When comprise first entered English, in the 15th century, it meant to take hold of. Its prise ending is related to prehensile, or able to be grasped. It also was a synonym for comprehend, a usage that lasted until at least the 19th century. The consist of meaning is nearly as old, and that’s the one that predominates now.
If comprise means consist of, to say comprised of is redundant. A traditional Manhattan comprises whiskey, vermouth and bitters. The whole comprises its parts.
Style guides like to draw the distinction, and we are beholden to our style guides, but there is little harm and no real illogic in using comprised of. The best argument against it is that it bothers people. But to say something comprises something also bothers people—it strikes some as stuffy. The headline to this column strikes me as stuffy.
If someone asked me to describe a Manhattan, I would say it consists of whiskey, vermouth and bitters. Or I would simply say “it’s whiskey, vermouth and bitters,” before launching into a possibly unwelcome lecture on different types of whiskey, ratios, chilling and mixing, the meaning of dash, etc.
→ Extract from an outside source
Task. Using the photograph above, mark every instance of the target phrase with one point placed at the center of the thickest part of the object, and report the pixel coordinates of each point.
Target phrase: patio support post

As copy editors, we insist on following style in order to dispel the confusion that could come with two divergent grammatical uses appearing in a single publication. And so Henderson’s hour a week of comprised of correcting is a valid pursuit for a grammar hobbyist. It takes away a distraction.
It’s particularly commendable that Henderson doesn’t blindly substitute. Often, he simplifies, complaining that many writers use comprise to intentionally make a sentence “longer and more sophisticated.” For Henderson, “a team comprised of scientists” does not become “a team composed of scientists.” It’s better written as “a team of scientists.”
That kind of simplification is what a good copy editor does.